A popular meme circulating this week showed a woman grimacing as she reacted to each of three scenarios: Starting school in person, starting school online, or homeschooling.
We chuckled at the image, but deep down we could relate to the uncertainty and unease, if not fear, imbedded in the scenarios for reopening schools this fall. If we send students and educators back to school, how do we know they’ll be safe and stay healthy? If we keep them home part-time, how do we know they’ll keep up with the work, and how will parents be able to go to work? And homeschooling? Not enough bandwidth!
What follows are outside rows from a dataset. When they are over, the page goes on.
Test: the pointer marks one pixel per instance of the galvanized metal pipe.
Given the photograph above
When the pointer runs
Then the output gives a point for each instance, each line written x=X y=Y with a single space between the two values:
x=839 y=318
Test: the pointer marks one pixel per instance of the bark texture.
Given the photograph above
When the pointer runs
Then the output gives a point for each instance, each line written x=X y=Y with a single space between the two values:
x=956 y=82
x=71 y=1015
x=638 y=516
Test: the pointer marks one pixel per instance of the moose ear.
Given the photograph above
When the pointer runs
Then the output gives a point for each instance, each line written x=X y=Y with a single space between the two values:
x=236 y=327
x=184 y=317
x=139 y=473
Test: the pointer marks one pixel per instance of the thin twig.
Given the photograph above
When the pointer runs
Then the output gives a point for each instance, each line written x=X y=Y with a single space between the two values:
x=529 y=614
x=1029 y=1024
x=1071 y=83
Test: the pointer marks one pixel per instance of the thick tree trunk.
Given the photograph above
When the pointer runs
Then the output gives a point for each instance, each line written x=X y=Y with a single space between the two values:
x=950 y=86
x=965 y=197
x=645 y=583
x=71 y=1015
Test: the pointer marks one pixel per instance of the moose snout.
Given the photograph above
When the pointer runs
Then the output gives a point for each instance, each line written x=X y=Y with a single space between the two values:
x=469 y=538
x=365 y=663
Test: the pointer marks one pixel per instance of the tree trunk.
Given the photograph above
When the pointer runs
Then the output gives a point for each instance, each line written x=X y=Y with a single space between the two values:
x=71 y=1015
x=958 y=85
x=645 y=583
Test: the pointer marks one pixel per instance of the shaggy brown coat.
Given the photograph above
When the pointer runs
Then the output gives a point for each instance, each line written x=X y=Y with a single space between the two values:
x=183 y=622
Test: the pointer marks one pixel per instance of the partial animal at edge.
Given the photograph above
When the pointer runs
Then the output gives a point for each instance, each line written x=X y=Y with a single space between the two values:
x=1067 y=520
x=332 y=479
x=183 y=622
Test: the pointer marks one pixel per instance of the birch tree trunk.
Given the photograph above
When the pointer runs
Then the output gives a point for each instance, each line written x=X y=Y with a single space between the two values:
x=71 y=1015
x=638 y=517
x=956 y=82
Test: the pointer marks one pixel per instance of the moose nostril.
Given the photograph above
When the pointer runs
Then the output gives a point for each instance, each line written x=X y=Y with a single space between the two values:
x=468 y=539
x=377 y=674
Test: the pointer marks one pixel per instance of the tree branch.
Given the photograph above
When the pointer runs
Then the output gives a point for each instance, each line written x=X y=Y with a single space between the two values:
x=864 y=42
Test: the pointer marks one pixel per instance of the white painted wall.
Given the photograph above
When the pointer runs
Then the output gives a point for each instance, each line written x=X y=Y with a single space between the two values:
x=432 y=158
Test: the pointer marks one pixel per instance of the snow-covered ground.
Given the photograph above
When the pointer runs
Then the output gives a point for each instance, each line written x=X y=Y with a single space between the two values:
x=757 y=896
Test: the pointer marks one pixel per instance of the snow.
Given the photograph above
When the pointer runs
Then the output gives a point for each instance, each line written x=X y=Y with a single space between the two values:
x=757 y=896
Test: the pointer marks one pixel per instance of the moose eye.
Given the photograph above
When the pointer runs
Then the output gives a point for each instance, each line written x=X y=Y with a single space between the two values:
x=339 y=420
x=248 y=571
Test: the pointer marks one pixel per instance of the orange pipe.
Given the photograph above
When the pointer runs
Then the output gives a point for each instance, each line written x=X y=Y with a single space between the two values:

Parents, teachers and school administrators are waiting with bated breath to hear Gov. Andrew Cuomo announce in the first week of August how school districts in New York should proceed this fall. Whichever way it goes, there will be a mad scramble to comply with reams of protocol, precautions, guidelines and mandates. School districts have been grappling day and night to come up with viable plans since the State Education Department issued more than 140 pages of guidelines on July 16, guidelines that cover everything from face coverings to cleaning, and classroom capacity to transportation.
With sights set on the governor’s July 31 deadline for turning in plans to the state, Scarsdale Schools are formulating three options: fully in person, fully remote and a hybrid version that combines both. The process is ongoing and details won’t be revealed until Aug. 3. Edgemont School District on the other hand, stated it’s favoring a hybrid model that combines in-school and remote learning.
But in either case, the key is what the faculty, staff and families will be most comfortable with. In Edgemont, committee recommendations and community members’ concerns were shared through virtual meetings hosted by the schools, with two more scheduled on July 29. In Scarsdale, online survey responses from 2,700 families and a separate survey of faculty/staff are being reviewed and quantified, and added to the many hours of work by a steering committee and 10 task force groups comprising 100 stakeholders.
The timeline for district leaders to figure it all out, and for stakeholders to have their say, is excruciatingly tight. We don’t yet know where the chips will fall, but we’ll bet whatever the outcome is, it will cause some portion of the populace to grimace.